Bir işadamının başarısı herşeyi kendi bilmesiyle değil, yaptığı işi iyi bilenleri biraraya getirip, onlardan verim alacak şekilde, bir ekip ruhuyla çalışabilmesidir.

Her sektörde olduğu gibi Avrupa et ve döner sektöründe de son 15 yılda üretim kalite, satış pazarlama ve bunun finansmanı ile ilgili ciddi mesafeler katedildi. Ben sizinle bu yazımda değişimin finansal kısmını değerlendirmeye çalışacağım 2000-2005 İspanya, İtalya ve Fransa’ya gitmeyen pişman ! Giden bin pişman !

Bu süreçte sektör iç piyasada artan talebin paralelinde, İspanya, İtalya ve Fransa’da yeni pazarlar keşfetmiş ve bu bölgelere hızlı bir yoğunlaşma söz konusu olmuştur. Herhangi bir pazar araştırmasını gerektirmeyen ezbere ve tamamen insani ilişkilerinin yoğun yaşandığı bir süreç. Fakat hedefler matematiksel değil! Daha çok hırs ve kısa sürede zengin olma hayali. Fakat hırsla kalkan zararla oturur atasözü maalesef bu süreçte vukuu bulmuştur.

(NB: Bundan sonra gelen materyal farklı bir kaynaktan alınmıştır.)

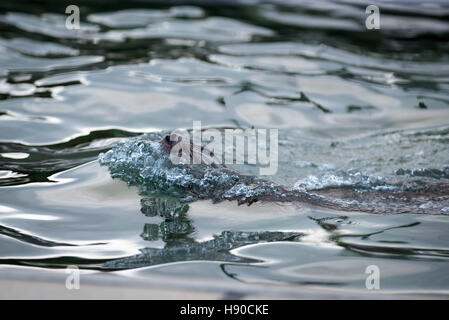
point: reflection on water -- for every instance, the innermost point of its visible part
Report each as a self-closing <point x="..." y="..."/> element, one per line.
<point x="363" y="116"/>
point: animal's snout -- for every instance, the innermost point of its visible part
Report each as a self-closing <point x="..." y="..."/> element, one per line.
<point x="173" y="139"/>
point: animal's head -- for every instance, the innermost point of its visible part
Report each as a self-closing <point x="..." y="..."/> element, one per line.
<point x="195" y="154"/>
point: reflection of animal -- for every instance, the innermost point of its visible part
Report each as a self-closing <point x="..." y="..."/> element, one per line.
<point x="434" y="198"/>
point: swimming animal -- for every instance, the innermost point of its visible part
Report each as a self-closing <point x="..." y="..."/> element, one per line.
<point x="165" y="186"/>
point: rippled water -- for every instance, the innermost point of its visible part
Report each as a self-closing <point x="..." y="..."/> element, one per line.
<point x="363" y="120"/>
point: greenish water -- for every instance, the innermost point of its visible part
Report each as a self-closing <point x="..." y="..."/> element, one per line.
<point x="363" y="118"/>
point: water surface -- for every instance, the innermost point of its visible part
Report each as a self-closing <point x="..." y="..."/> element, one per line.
<point x="358" y="112"/>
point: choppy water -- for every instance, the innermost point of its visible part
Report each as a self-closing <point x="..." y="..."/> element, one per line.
<point x="363" y="119"/>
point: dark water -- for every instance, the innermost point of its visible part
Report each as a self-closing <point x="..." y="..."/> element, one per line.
<point x="362" y="115"/>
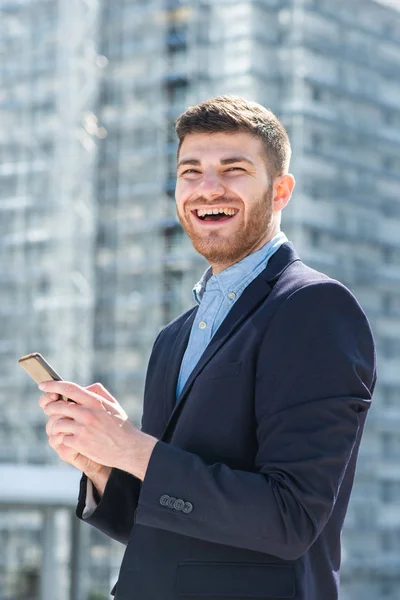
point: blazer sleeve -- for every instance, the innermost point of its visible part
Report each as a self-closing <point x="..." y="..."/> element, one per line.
<point x="314" y="379"/>
<point x="115" y="511"/>
<point x="114" y="514"/>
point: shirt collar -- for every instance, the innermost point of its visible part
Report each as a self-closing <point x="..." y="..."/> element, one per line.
<point x="236" y="277"/>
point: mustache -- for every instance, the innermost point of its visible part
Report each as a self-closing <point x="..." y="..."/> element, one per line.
<point x="225" y="201"/>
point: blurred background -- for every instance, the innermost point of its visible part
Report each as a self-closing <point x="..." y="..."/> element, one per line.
<point x="93" y="261"/>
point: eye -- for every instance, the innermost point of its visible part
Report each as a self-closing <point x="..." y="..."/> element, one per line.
<point x="189" y="171"/>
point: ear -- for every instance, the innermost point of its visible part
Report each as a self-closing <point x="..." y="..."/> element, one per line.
<point x="283" y="188"/>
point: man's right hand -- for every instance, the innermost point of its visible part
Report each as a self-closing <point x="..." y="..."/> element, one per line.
<point x="96" y="472"/>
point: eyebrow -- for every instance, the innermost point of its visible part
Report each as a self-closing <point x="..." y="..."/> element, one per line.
<point x="223" y="161"/>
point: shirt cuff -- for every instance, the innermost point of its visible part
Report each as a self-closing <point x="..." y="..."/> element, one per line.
<point x="91" y="500"/>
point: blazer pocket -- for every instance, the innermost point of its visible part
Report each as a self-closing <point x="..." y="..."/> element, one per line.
<point x="223" y="370"/>
<point x="235" y="580"/>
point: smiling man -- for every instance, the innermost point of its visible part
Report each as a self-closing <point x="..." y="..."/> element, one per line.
<point x="238" y="483"/>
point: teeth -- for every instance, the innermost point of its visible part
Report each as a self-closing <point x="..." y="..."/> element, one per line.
<point x="216" y="211"/>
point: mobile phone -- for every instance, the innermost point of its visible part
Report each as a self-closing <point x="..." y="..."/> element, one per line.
<point x="39" y="369"/>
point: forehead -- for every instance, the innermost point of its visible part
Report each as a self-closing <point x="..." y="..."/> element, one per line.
<point x="217" y="146"/>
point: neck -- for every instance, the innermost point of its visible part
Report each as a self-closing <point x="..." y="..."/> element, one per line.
<point x="218" y="267"/>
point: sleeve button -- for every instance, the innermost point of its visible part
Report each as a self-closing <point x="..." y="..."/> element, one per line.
<point x="179" y="504"/>
<point x="188" y="507"/>
<point x="171" y="502"/>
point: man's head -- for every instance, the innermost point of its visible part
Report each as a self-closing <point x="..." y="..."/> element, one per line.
<point x="235" y="155"/>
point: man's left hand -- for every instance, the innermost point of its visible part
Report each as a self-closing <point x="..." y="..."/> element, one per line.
<point x="96" y="427"/>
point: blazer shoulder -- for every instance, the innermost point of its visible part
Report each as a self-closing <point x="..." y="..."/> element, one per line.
<point x="174" y="326"/>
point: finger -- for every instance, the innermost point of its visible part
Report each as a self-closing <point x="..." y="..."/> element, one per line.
<point x="55" y="441"/>
<point x="64" y="426"/>
<point x="62" y="408"/>
<point x="70" y="390"/>
<point x="100" y="390"/>
<point x="51" y="424"/>
<point x="47" y="398"/>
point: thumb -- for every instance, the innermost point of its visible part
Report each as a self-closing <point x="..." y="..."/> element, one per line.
<point x="98" y="388"/>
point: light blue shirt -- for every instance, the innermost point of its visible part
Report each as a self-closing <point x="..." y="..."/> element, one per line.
<point x="216" y="294"/>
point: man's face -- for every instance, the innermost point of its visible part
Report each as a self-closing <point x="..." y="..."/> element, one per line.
<point x="224" y="171"/>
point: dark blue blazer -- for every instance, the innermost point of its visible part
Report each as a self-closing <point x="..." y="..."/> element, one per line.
<point x="246" y="492"/>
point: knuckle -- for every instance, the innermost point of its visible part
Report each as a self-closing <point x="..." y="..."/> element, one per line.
<point x="88" y="417"/>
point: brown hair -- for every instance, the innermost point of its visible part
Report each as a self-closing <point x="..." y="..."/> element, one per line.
<point x="230" y="114"/>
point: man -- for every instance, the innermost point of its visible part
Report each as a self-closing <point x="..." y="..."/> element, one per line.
<point x="255" y="399"/>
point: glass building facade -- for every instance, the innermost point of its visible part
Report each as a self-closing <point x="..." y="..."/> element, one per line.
<point x="94" y="262"/>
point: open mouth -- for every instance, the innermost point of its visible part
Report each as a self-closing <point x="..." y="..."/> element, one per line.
<point x="214" y="215"/>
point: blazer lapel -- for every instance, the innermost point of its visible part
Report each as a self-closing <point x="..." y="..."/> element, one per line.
<point x="255" y="293"/>
<point x="176" y="356"/>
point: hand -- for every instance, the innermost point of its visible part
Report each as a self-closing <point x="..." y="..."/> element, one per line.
<point x="91" y="468"/>
<point x="96" y="427"/>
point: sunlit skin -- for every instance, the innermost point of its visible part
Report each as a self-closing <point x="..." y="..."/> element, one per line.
<point x="221" y="170"/>
<point x="229" y="171"/>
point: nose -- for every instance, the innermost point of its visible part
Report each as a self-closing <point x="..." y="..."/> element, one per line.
<point x="211" y="186"/>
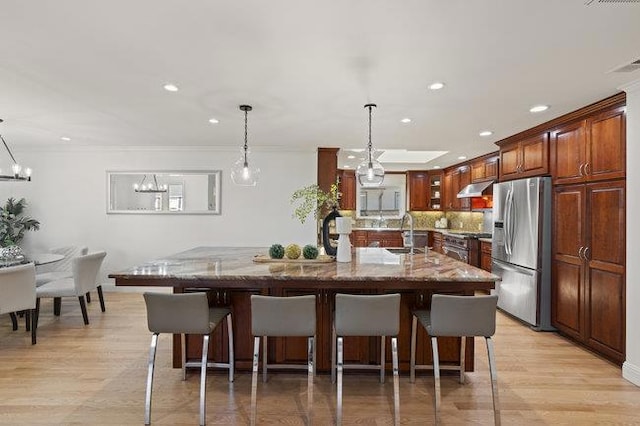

Peki ne oldu da üreticilerimiz bu süreçte finansal zarar gördü?. Kar marjları çok yüksek olduğu için ve ayrıca bu süreçte et sektöründeki üretici ve toptancıların üreticilere uzun vade vererek destek olmaları, üreticilerin hata yapmasına ve bu finansal imkanları kısa tabirle batırmalarına sebeb olmuştur. Karlılık hesabı yapılırken, sadece tıra yüklenip yola çıkan malın miktarı hesap edilmiş fakat bunun hangi vadelerde ne şekilde ödeneceği hesabı yapılmamış! Büyük riskler alınmıştır.

Bu sayede hızlı bir şekilde özellikle Almanya’daki döner imalatçıları ve arka planda buna destek olan etçiler büyük finansman sağlayarak, bu pazarlardaki depolama ve satış finansını sağlamışlardır. Öz sermaye veya çok uzun vadeli kredilerin gündemde olması gerekirken hep kısa vadeli etçinin baharatçının parası ödenmemiş! Veya ödenememiştir. 2005-2010 Yavru vatan Almanya’ya geri dönüş!
Az olsun, öz olsun ama peşin olsun!
Fakat bu oluşum tamamen kendiliğinden gerçekleşmiş! Herhangi bir konsepsiyon dahilinde herhangi bir risk yönetiminden veya finansman planlamasından çok uzak bi zeminde cereyan etmiştir.

Bu süreç altın çağını 2005’lerin sonuna kadar yaşadı. Fakat kısa vadeli finansman bitince, daha doğrusu etçi veya baharatçı artık hammadde göndermeyince sektörde isteyerek veya istemeyerek veya çaresizlikten ticari zararlar, iflaslar ortaya çıkmaya başlamıştır.

Söz konusu ülkelerde bölgesel dağıtım kanalları ve tüketim, tat lezzet alışkanlıkları bütün bu finansal olumsuzluklara rağmen, yüksek talepten dolayı oluşmuştur! Bir kısım üreticiler , kaybettikleri alacakları kendi öz sermayeleri sayesinde eriterek, büyüme hızlarını kesmeden pazardaki yerlerini alabilmişlerdir. Fakat bu yine bir planlama dahilinde gerçekleşmemiş sadece hastalığın ömrünü 5 sene daha uzatmıştır.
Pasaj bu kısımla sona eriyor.